Fine-tuning LLMs adjusts their parameters for specific tasks, improving accuracy and relevance, much like adding specialized skills to a student's existing knowledge.

Open vs. Closed Source Fine-Tuning

🌐

🔄

🚀

🎛️

🔒

Open source offers control, allowing model weight changes for tailored applications.

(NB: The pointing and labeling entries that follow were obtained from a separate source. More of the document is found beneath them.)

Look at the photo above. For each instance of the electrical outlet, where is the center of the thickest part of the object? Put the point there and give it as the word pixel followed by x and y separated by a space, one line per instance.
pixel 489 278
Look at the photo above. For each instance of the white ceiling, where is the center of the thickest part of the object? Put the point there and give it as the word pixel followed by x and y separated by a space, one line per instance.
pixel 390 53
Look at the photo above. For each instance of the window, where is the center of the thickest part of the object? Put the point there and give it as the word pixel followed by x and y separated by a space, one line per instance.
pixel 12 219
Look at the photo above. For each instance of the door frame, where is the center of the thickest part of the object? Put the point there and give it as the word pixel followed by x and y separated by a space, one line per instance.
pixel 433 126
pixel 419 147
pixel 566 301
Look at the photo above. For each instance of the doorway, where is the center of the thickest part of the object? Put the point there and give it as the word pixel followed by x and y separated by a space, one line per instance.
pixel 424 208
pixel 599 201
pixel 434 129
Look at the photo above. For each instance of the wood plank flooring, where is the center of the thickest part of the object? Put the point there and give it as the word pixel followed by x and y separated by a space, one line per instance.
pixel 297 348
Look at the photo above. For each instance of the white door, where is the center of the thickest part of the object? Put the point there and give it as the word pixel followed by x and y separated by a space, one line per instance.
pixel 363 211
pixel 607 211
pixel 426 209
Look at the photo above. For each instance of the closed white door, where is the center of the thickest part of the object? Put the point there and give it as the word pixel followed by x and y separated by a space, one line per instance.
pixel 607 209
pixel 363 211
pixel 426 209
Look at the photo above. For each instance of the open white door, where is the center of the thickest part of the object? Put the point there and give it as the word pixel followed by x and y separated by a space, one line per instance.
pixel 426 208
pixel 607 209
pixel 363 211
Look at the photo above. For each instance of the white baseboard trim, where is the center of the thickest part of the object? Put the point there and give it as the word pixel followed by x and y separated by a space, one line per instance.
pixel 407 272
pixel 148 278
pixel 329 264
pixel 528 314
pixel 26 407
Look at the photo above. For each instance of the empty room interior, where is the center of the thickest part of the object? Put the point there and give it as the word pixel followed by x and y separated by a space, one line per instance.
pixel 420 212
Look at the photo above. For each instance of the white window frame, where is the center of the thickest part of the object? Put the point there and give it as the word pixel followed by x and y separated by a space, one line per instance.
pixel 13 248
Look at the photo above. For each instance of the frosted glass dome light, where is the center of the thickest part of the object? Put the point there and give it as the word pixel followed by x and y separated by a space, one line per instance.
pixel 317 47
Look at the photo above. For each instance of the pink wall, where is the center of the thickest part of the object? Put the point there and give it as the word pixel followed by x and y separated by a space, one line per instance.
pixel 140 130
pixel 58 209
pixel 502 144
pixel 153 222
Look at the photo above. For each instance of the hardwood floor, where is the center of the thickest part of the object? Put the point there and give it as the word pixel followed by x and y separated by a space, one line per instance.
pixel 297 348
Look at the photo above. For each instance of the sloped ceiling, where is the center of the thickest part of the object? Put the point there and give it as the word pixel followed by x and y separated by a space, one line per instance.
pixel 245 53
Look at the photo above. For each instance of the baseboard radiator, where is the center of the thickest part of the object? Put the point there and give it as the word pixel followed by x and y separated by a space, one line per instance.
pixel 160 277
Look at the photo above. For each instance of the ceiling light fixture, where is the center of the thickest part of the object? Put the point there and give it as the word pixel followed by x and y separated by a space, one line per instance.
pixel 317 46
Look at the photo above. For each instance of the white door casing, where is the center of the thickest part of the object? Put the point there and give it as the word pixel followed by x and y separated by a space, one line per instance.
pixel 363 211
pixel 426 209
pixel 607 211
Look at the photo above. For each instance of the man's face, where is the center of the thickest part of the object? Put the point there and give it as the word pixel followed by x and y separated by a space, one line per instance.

 Weight adjustments in open source models impact performance, offering flexibility.

Large language models (GPT-3, LLama, Bloom) undergo pretraining on unstructured data.

Fine-tuning optimizes neural network performance, a step beyond the base model.

Closed-source premium models (ChatGPT, GPT-4, Claude, Google Gemini) lack full finetuning access.

Why the restriction? Massive size—GPT-3 with 150B parameters vs. LLama 2 with 7B, 13B, and 65B.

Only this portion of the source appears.